Há dois textos de Aristóteles, em sua Ética a Nicômaco −vejam-se: Bkk. 1.141 b e 1.142 a−, que iluminam dois modos de determinar prudencialmente a coisa justa: um, o modo instantâneo; outro, o deliberado, o reflexivo.

             Federico de Castro assim classificou, abstraindo de matizes, os modos de concluir o processo de determinação da coisa justa: (1) o exegético, em que a solução do caso se extrai da análise do texto literal da norma; (2) um tanto mais aberto, o critério que da norma recolhe uma sugestão, uma orientação, uma pista acerca da ordem de preferência entre diversos interesses ou valores que o ordenamento positivo oferece; (3) o que concebe a regra do direito não tanto como um meio de dirigir a conduta, mas como um intento de buscar o direito natural (apud Vallet de Goytisolo, Metodología de la determinación del derecho, Madrid, ed. Centro de Estudios Ramón Areces, 1994, tomo I, p. 16).    
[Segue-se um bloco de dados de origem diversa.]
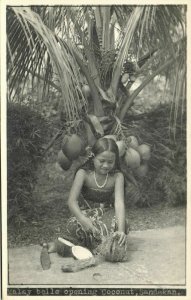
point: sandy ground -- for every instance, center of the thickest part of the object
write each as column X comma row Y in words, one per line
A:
column 156, row 256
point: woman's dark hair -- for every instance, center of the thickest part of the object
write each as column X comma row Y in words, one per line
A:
column 101, row 145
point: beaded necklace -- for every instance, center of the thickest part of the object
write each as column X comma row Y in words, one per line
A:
column 100, row 186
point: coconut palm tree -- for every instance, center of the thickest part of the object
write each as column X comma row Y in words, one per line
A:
column 93, row 54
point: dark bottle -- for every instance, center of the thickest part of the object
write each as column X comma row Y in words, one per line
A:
column 44, row 257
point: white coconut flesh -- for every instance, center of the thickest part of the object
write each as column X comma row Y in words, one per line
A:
column 80, row 252
column 65, row 242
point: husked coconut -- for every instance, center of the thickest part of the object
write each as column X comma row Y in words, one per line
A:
column 67, row 249
column 113, row 251
column 132, row 158
column 144, row 151
column 63, row 247
column 142, row 170
column 71, row 146
column 80, row 252
column 122, row 147
column 133, row 142
column 113, row 137
column 63, row 161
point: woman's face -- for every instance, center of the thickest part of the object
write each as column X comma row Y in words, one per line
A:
column 104, row 162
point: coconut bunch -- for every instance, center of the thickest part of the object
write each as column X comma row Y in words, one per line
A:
column 134, row 155
column 71, row 148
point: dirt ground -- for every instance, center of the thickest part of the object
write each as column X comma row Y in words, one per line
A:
column 155, row 256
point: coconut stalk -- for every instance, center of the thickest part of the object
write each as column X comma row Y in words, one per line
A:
column 141, row 87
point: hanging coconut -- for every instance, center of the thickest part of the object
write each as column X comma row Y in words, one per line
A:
column 122, row 147
column 144, row 151
column 132, row 158
column 67, row 249
column 63, row 161
column 113, row 137
column 124, row 78
column 133, row 142
column 142, row 170
column 86, row 91
column 90, row 136
column 71, row 146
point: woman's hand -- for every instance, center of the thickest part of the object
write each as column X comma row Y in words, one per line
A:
column 122, row 238
column 88, row 225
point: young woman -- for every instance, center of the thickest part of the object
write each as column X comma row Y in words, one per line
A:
column 101, row 183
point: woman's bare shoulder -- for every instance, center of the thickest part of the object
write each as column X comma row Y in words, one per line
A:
column 119, row 175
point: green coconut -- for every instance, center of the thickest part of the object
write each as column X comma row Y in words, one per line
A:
column 142, row 170
column 122, row 147
column 86, row 91
column 133, row 142
column 63, row 161
column 72, row 146
column 132, row 158
column 124, row 78
column 144, row 151
column 90, row 136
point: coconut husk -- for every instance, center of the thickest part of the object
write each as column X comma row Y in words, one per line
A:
column 111, row 250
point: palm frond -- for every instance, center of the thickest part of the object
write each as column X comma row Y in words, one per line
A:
column 60, row 59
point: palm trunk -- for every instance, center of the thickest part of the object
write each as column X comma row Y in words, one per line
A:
column 141, row 87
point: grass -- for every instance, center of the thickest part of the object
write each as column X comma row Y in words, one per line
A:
column 50, row 219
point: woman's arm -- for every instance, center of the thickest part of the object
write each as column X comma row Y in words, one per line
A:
column 75, row 193
column 120, row 206
column 73, row 201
           Parece que na maior das vezes chegamos à coisa justa de maneira instantânea, imediata, ou seja, quase como algo intuitivo. E, quando é assim, não nos damos conta da divisão do processo discursivo na determinação da res iusta, tal que compreensão e interpretação não aparentem distinguir-se, sequer até mesmo a conclusão do processo pareça não ter premissas que a antecedam.
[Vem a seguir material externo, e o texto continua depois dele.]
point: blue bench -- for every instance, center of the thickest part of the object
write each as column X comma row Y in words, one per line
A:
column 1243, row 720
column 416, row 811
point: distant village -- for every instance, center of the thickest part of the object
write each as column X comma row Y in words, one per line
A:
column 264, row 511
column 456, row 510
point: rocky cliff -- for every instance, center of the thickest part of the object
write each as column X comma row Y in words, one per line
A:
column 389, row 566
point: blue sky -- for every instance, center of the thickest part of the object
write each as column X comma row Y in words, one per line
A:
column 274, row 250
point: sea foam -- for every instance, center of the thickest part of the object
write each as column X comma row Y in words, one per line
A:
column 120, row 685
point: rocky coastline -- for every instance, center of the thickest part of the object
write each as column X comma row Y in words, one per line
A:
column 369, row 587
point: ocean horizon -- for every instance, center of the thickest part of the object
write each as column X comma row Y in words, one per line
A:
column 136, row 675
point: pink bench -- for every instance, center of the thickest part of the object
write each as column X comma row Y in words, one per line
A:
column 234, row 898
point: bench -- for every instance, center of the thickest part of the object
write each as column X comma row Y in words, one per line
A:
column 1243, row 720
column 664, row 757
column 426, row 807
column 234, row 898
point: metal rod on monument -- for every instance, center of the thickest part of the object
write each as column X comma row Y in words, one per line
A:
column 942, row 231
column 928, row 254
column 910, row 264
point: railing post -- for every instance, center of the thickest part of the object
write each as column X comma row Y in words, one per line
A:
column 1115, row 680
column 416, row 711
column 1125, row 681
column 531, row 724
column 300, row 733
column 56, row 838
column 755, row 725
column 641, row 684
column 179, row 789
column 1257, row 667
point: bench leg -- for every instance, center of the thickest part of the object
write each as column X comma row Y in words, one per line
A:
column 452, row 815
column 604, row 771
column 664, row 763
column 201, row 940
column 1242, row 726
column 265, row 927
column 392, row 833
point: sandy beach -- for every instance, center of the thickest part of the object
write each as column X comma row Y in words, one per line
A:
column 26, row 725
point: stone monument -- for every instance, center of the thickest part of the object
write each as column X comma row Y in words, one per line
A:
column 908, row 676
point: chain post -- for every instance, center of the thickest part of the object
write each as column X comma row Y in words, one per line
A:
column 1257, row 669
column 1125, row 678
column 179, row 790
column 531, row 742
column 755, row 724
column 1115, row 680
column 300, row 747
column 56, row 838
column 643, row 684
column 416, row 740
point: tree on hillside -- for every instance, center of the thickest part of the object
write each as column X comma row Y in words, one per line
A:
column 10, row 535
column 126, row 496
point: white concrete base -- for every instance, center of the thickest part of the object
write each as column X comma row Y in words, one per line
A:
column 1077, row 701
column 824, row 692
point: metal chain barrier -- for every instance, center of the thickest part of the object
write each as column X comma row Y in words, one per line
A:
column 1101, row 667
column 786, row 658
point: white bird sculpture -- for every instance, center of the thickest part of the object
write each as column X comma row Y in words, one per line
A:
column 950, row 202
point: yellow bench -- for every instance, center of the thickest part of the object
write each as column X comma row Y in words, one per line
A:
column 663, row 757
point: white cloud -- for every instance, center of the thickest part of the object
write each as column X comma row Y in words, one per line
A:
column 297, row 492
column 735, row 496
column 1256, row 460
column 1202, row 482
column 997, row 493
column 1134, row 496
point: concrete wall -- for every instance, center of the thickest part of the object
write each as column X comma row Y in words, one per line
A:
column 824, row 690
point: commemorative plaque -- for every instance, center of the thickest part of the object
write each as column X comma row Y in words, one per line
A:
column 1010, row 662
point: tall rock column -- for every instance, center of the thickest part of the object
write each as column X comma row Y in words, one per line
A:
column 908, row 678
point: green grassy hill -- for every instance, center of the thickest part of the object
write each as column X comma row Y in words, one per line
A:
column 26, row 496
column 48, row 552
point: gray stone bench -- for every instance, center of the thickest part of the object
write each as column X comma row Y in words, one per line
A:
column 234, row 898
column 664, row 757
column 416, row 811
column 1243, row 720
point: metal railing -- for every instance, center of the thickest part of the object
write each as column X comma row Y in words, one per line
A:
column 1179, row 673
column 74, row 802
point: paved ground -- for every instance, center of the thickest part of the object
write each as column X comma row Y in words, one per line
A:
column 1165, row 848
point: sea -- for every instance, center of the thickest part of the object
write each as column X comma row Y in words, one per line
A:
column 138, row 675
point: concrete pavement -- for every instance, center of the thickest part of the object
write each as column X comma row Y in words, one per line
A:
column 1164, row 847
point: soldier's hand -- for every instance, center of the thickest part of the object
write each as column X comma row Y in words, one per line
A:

           Noutras vezes, entretanto, precisamos deliberar, meditar, e é aí que nos apercebemos da divisão de fases: compreensão da lei (texto e significado normativo), compreensão do fato, interpretação e conclusão.

           Temos já apontado que é preciso distinguir, de um lado, a compreensão, e, de outro lado, a interpretação.
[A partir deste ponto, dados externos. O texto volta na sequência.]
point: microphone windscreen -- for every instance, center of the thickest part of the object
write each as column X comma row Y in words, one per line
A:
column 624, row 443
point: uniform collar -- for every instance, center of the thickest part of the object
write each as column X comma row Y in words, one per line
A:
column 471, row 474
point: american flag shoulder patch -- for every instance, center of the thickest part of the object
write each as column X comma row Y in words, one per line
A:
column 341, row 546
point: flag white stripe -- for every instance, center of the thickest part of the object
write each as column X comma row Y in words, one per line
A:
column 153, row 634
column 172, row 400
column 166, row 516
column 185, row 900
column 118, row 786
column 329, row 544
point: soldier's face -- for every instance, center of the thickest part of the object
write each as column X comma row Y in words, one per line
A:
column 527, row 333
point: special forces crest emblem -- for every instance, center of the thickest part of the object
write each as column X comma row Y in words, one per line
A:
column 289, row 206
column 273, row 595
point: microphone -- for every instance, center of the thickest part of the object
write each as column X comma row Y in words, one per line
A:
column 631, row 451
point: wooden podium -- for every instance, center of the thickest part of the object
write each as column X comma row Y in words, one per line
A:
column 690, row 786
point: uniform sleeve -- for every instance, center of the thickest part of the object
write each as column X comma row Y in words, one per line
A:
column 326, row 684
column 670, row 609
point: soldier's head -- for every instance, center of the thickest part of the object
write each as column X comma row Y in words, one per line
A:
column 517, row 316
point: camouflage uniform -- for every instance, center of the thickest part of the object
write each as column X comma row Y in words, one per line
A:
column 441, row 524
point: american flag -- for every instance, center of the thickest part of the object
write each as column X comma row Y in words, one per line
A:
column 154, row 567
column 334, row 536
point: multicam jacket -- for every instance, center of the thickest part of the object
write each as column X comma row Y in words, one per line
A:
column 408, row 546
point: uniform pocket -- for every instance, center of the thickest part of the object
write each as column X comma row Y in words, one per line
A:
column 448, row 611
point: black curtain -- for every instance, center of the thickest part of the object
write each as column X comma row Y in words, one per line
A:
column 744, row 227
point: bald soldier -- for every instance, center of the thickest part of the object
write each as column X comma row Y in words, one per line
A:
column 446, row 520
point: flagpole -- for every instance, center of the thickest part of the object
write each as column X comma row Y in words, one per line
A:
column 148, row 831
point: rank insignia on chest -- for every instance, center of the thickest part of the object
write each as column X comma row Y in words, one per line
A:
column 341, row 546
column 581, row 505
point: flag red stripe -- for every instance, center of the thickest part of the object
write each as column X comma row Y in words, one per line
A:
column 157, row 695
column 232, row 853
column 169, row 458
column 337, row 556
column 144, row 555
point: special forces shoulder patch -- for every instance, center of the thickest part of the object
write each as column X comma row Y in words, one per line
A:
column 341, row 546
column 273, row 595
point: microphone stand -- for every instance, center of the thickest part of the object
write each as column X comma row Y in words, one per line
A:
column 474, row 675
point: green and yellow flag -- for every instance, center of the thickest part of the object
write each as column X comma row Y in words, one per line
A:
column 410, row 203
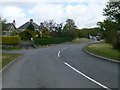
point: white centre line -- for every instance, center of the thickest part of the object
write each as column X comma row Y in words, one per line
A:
column 103, row 86
column 59, row 54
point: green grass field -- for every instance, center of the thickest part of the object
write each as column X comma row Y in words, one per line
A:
column 80, row 40
column 7, row 58
column 104, row 49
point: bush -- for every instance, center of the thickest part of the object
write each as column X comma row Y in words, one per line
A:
column 46, row 41
column 10, row 40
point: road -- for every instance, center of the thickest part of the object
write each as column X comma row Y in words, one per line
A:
column 61, row 66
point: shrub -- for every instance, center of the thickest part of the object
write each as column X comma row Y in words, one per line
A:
column 46, row 41
column 10, row 40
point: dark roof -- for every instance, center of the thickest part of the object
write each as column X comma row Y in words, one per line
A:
column 10, row 25
column 24, row 26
           Na trilha da jurisprudência romana clássica, assim a retomou e expôs, na doutrina contemporânea, o aqui tantas vezes citado Juan Vallet de Goytisolo, o termo «interpretação» tem o significado de «mediação»; é como que «un puente com varios arcos», ligando, de uma parte, a compreensão da lei, e, de outra parte, a compreensão do fato; em diferentes palavras: mediando a norma e o fato, ou ainda: mediando a justiça e o justo concreto.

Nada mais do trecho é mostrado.